Most reviews of the book focus on the conclusion: what is required to avert this outcome is a new political coalition between the black poor, who have an interest in a growing and job-creating economy; sections of the middle-class, such as independent professionals, who are interested in the same; and the capitalist class, whose key concern is to regain access to the state to achieve long-term stability and security, which has been lost. Cut out of the equation are the African nationalists (or ANC), whose “self-serving obscurantism of the so-called champions of the poor amounts to a thinly veiled excuse to ascend to the reins of power and untold riches … in a morally bankrupt system of governance that lacks credible checks and balances”.

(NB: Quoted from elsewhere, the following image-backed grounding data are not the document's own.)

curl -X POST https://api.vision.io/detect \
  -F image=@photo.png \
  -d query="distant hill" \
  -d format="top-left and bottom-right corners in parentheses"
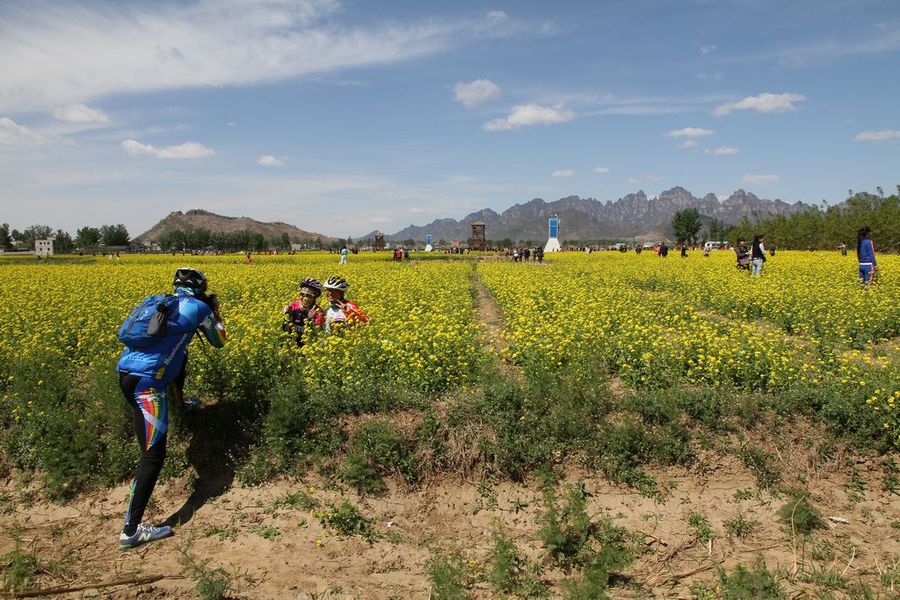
top-left (135, 209), bottom-right (337, 244)
top-left (367, 187), bottom-right (812, 243)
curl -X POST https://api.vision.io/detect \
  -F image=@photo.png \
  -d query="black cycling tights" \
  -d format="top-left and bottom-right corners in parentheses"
top-left (119, 373), bottom-right (168, 535)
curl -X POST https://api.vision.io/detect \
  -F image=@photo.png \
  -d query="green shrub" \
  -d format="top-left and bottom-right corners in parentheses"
top-left (716, 557), bottom-right (786, 599)
top-left (538, 484), bottom-right (594, 569)
top-left (313, 500), bottom-right (373, 539)
top-left (427, 551), bottom-right (468, 600)
top-left (778, 491), bottom-right (825, 535)
top-left (1, 534), bottom-right (39, 593)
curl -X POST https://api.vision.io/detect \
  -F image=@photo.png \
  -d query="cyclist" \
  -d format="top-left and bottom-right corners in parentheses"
top-left (116, 268), bottom-right (227, 549)
top-left (282, 277), bottom-right (325, 345)
top-left (322, 276), bottom-right (368, 333)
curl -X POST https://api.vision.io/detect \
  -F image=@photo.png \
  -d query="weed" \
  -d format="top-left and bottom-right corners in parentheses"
top-left (486, 528), bottom-right (547, 596)
top-left (883, 458), bottom-right (899, 495)
top-left (313, 500), bottom-right (373, 540)
top-left (738, 444), bottom-right (782, 490)
top-left (272, 490), bottom-right (319, 511)
top-left (845, 466), bottom-right (866, 502)
top-left (732, 488), bottom-right (754, 502)
top-left (724, 511), bottom-right (756, 539)
top-left (688, 511), bottom-right (714, 544)
top-left (778, 491), bottom-right (825, 535)
top-left (716, 557), bottom-right (786, 599)
top-left (538, 483), bottom-right (593, 569)
top-left (202, 521), bottom-right (238, 541)
top-left (427, 551), bottom-right (468, 600)
top-left (179, 546), bottom-right (233, 600)
top-left (1, 532), bottom-right (39, 593)
top-left (248, 523), bottom-right (279, 540)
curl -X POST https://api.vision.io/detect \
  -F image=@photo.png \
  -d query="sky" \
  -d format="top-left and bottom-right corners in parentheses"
top-left (1, 0), bottom-right (899, 239)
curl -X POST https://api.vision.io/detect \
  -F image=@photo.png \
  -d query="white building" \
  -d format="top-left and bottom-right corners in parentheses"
top-left (35, 239), bottom-right (54, 256)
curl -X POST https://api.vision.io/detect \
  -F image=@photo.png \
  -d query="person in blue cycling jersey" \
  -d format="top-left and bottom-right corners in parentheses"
top-left (116, 268), bottom-right (227, 550)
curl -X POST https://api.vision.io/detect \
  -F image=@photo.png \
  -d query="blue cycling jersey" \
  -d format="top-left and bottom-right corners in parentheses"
top-left (117, 293), bottom-right (225, 382)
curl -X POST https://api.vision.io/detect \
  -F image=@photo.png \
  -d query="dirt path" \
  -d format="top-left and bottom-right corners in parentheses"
top-left (472, 266), bottom-right (522, 379)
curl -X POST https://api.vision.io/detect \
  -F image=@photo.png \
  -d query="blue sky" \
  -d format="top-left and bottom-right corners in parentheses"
top-left (1, 0), bottom-right (898, 239)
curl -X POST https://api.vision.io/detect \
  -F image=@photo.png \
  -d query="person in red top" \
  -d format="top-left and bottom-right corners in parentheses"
top-left (322, 276), bottom-right (368, 333)
top-left (282, 278), bottom-right (325, 346)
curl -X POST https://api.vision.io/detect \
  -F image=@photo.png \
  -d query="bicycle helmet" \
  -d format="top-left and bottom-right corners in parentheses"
top-left (299, 277), bottom-right (322, 296)
top-left (173, 267), bottom-right (208, 293)
top-left (324, 276), bottom-right (349, 292)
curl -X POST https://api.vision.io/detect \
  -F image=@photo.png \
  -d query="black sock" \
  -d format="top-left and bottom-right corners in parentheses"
top-left (123, 524), bottom-right (137, 536)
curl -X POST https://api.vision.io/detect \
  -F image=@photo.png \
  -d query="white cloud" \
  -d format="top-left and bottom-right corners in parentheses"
top-left (646, 174), bottom-right (662, 182)
top-left (592, 167), bottom-right (610, 174)
top-left (678, 140), bottom-right (698, 148)
top-left (487, 11), bottom-right (508, 24)
top-left (853, 129), bottom-right (900, 142)
top-left (407, 207), bottom-right (427, 213)
top-left (696, 71), bottom-right (723, 80)
top-left (369, 216), bottom-right (391, 224)
top-left (628, 177), bottom-right (640, 184)
top-left (453, 79), bottom-right (501, 108)
top-left (51, 104), bottom-right (109, 124)
top-left (484, 103), bottom-right (575, 131)
top-left (742, 174), bottom-right (779, 185)
top-left (0, 117), bottom-right (51, 145)
top-left (258, 155), bottom-right (285, 167)
top-left (714, 93), bottom-right (806, 117)
top-left (121, 139), bottom-right (216, 159)
top-left (667, 127), bottom-right (715, 137)
top-left (552, 169), bottom-right (574, 177)
top-left (708, 145), bottom-right (739, 155)
top-left (701, 44), bottom-right (717, 55)
top-left (0, 0), bottom-right (527, 113)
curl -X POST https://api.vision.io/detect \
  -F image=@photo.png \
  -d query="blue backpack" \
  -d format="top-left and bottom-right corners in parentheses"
top-left (117, 294), bottom-right (179, 349)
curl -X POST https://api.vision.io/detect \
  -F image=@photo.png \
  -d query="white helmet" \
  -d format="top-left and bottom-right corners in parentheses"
top-left (324, 276), bottom-right (349, 292)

It is a conclusion that seems abstract and even far-fetched when viewed in the straitjacket of SA’s political party set-up, of an African nationalist governing party kept in power by the loyalty of masses of the poor; an alliance of minorities and capital, banded together in the DA; and the small radical-populist EFF.
In this set-up, where is change to come from? The ANC, lacking any real opposition on the left, is in a long, slow decline; the EFF, many believe, has hit the ceiling of its support, as radicalism has limited appeal to SA’s large conservative population; and the DA is up against its limits, being of the old establishment.
Mbeki did not arrive at his proposed “manifesto for social change” from an analysis of the current political set-up, but rather through an analysis of the historical social structure and what has propelled the transfer of power between elites through history.
SA is not a classic capitalist society, but a stunted one with an economy unable to absorb half of its working-age population in productive activity. This underclass keeps the ANC in power, with the welfare system playing a crucial role in the co-option.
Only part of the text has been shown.